In total, 346 people have died following accidents involving Indonesian airline Lion Air and Ethiopia’s flagship carrier, Ethiopian Airlines
Reports indicate that Garuda may seek to exchange its 737 Max 8 order for another type of Boeing plane, likely a wide-body craft suited to longer international routes. One of the 49 planes has already been delivered to the Indonesian airline – it is as yet unclear whether Garuda plans to utilise the jet.
“[Passengers] always ask when they make a reservation if it is a [Boeing 737 Max 8 aircraft] or not,” Garuda spokesperson Ikhsan Rosan told the Financial Times. “If it is, we need to book [them] on another flight. Because of the low confidence in the Max by our passengers, we need to inform Boeing we have to cancel our order.”

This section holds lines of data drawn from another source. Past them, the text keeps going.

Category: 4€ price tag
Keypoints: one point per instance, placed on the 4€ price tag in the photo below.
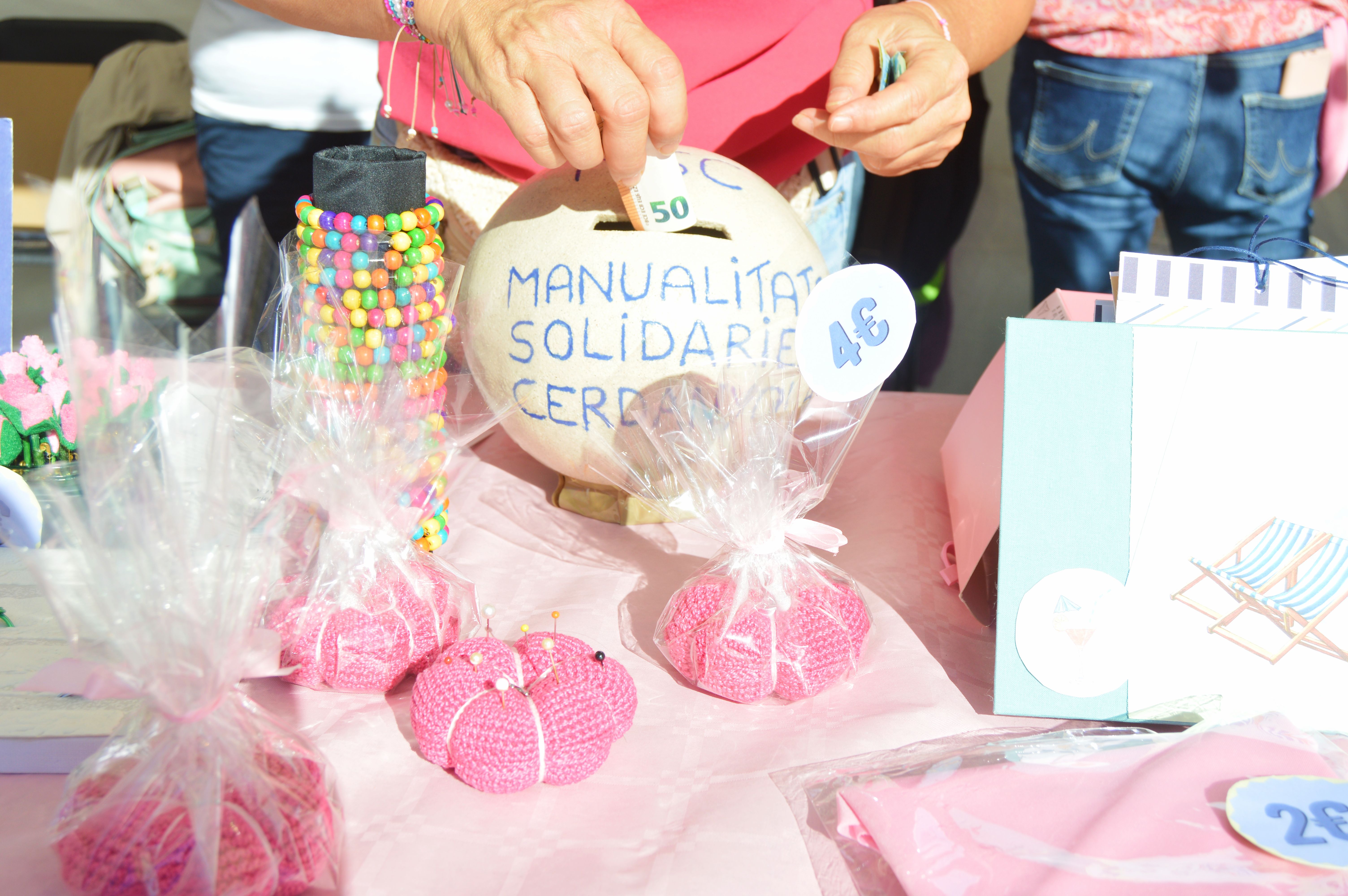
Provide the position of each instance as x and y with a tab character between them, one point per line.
660	200
853	331
1296	817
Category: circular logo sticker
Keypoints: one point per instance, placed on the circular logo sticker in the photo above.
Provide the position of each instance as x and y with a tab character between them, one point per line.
1295	817
1071	633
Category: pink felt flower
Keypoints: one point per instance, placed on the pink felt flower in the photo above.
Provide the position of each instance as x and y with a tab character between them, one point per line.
33	410
36	352
15	367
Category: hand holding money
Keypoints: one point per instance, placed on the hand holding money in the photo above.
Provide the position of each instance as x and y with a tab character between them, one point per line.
917	121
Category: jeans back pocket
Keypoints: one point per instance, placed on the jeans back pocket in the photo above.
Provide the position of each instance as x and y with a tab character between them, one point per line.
1082	126
1281	137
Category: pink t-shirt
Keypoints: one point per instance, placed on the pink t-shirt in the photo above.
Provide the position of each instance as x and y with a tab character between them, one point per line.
1158	29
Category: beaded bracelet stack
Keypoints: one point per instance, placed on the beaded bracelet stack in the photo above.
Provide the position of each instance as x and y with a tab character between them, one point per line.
374	306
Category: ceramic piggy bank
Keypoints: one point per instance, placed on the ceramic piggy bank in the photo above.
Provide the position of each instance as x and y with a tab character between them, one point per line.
572	313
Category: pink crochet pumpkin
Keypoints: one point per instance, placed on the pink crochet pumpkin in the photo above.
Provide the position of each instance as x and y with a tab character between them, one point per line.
123	833
758	649
378	633
505	717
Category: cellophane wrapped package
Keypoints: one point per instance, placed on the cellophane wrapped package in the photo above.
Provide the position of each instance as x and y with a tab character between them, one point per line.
1095	810
161	580
742	456
373	418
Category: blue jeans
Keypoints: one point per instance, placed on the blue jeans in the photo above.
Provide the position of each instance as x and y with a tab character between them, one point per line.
1102	145
243	161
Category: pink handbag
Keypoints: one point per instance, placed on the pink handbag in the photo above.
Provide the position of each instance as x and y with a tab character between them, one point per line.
1334	119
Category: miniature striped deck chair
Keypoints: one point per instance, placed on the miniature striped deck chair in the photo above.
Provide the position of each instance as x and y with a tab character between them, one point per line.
1301	607
1277	545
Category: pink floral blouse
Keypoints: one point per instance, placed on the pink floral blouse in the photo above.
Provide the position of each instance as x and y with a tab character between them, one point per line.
1153	29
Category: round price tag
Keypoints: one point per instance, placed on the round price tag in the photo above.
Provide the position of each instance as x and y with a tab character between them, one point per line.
1296	817
854	329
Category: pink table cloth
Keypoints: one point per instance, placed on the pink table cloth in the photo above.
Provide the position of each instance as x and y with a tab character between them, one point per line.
684	805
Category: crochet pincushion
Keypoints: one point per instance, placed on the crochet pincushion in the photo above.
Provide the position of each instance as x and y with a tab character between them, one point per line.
505	719
757	650
398	622
278	833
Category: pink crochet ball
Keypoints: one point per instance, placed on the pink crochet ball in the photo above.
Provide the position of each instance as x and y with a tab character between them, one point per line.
791	654
400	624
276	839
505	717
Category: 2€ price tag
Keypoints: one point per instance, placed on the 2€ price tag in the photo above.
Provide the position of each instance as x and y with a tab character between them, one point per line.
660	200
853	331
1296	817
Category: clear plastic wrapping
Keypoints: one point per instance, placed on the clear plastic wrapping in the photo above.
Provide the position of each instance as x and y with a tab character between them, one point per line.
160	576
370	438
1092	810
743	455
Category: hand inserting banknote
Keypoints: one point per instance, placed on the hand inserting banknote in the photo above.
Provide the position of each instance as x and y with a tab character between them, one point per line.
660	200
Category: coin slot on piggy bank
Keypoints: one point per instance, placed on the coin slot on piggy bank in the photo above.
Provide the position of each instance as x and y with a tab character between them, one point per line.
572	313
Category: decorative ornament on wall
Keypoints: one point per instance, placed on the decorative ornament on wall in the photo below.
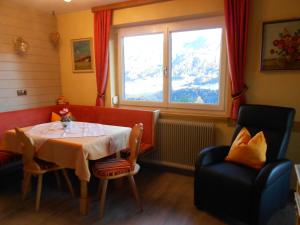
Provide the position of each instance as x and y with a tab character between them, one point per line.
21	46
54	38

A Boeing spokesperson, meanwhile, said they were “unable to comment on customer discussions”.
During both of the recent accidents, the jets crashed shortly after take-off. While investigations are ongoing and, at present, no conclusive evidence has linked the disasters, the data recorder on the Ethiopian Airlines flight has suggested “clear similarities” between the two.
At the heart of the investigation is Boeing’s new ‘anti-stall’ feature, the manoeuvring characteristics augmentation system, which is widely believed to have played a role in the crashes. In a bid to address concerns regarding the plane’s safety, Boeing has assured airlines that a software update is forthcoming.
It appears, however, that the changes may have come too late. The company’s shares have dropped by more than 11 percent in the wake of the accident in Ethiopia, and many have raised questions over the reliability of the latest version of Boeing’s best-selling aircraft. Airbus’ A320 family has consistently outsold the 737 since its introduction and recent incidents look to have given the firm a further leg-up on its long-standing rival.